The article introduces a series of MySQL performance‑tuning techniques aimed at improving query execution speed in common scenarios such as pagination, joins, and complex sub‑queries.
1. LIMIT statement
When using large offsets (e.g., LIMIT 1000000,10 ) MySQL must scan rows from the beginning, causing slowdown. Rewriting the query to use the previous page's maximum create_time as a filter makes the execution time independent of table size.
SELECT *
FROM operation
WHERE type = 'SQLStats'
AND name = 'SlowLog'
AND create_time > '2017-03-16 14:00:00'
ORDER BY create_time
LIMIT 10;2. Implicit conversion
Comparing a VARCHAR column with a numeric literal forces MySQL to convert the column to a number, which disables index usage. The example shows a warning about type conversion on the bpn index.
EXPLAIN EXTENDED SELECT *
FROM my_balance b
WHERE b.bpn = 14000000123
AND b.isverified IS NULL;3. Join rewrite for UPDATE/DELETE
MySQL 5.6 executes correlated sub‑queries as DEPENDENT SUBQUERY, leading to poor performance. Converting the sub‑query to a JOIN changes the access type to DERIVED and reduces execution time from seconds to milliseconds.
UPDATE operation o
JOIN (
SELECT o.id, o.status
FROM operation o
WHERE o.group = 123
AND o.status NOT IN ('done')
ORDER BY o.parent, o.id
LIMIT 1
) t ON o.id = t.id
SET status = 'applying';4. Mixed sorting
MySQL cannot use an index for mixed ASC/DESC sorting.

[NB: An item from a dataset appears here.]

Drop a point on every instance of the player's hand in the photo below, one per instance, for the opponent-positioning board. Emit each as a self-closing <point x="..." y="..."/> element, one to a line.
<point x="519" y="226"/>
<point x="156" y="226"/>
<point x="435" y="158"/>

By splitting the query into two UNION ALL parts—one for each is_reply value—and sorting each part individually, the total execution time drops from 1.58 s to 2 ms.
SELECT *
FROM (
SELECT * FROM my_order o
INNER JOIN my_appraise a ON a.orderid = o.id AND is_reply = 0
ORDER BY appraise_time DESC
LIMIT 0,20
UNION ALL
SELECT * FROM my_order o
INNER JOIN my_appraise a ON a.orderid = o.id AND is_reply = 1
ORDER BY appraise_time DESC
LIMIT 0,20
) t
ORDER BY is_reply ASC, appraise_time DESC
LIMIT 20;5. EXISTS statement
MySQL still treats EXISTS as a nested sub‑query. Rewriting it as a JOIN eliminates the sub‑query and reduces execution time from 1.93 s to 1 ms.
SELECT *
FROM my_neighbor n
INNER JOIN message_info m ON n.id = m.neighbor_id AND m.inuser = 'xxx'
LEFT JOIN my_neighbor_apply sra ON n.id = sra.neighbor_id AND sra.user_id = 'xxx'
WHERE n.topic_status < 4
AND n.topic_type <> 5;6. Predicate pushdown
Conditions cannot be pushed down into complex views or sub‑queries such as aggregation, LIMIT, UNION, or scalar sub‑queries. The example shows a derived table that first groups by target and then filters; moving the filter before the GROUP BY yields a more efficient plan.
SELECT target, COUNT(*)
FROM operation
WHERE target = 'rm-xxxx'
GROUP BY target;7. Early limiting
When the final ORDER BY and WHERE apply only to the leftmost table, it is beneficial to apply LIMIT early on that table before performing the joins. This reduces the scanned rows dramatically and brings execution time down to about 1 ms.
SELECT *
FROM (
SELECT *
FROM my_order o
WHERE o.display = 0 AND o.ostaus = 1
ORDER BY o.selltime DESC
LIMIT 0,15
) o
LEFT JOIN my_userinfo u ON o.uid = u.uid
LEFT JOIN my_productinfo p ON o.pid = p.pid
ORDER BY o.selltime DESC
LIMIT 0,15;8. Intermediate result pushdown
When a sub‑query returns a large aggregated result set that is later joined on a key, pushing the join condition into the sub‑query limits the amount of data processed. Using a CTE (WITH) makes the query clearer and faster.
WITH a AS (
SELECT resourceid
FROM my_distribute d
WHERE isdelete = 0 AND cusmanagercode = '1234567'
ORDER BY salecode
LIMIT 20
)
SELECT a.*, c.allocated
FROM a
LEFT JOIN (
SELECT resourcesid, SUM(IFNULL(allocation,0)*12345) AS allocated
FROM my_resources r
JOIN a ON r.resourcesid = a.resourcesid
GROUP BY resourcesid
) c ON a.resourceid = c.resourcesid;Summary
Database query planners strive to generate efficient execution plans, but they are not perfect; understanding their limitations and applying manual optimizations—such as proper indexing, predicate pushdown, early limiting, and using CTEs—allows developers to write high‑performance SQL statements.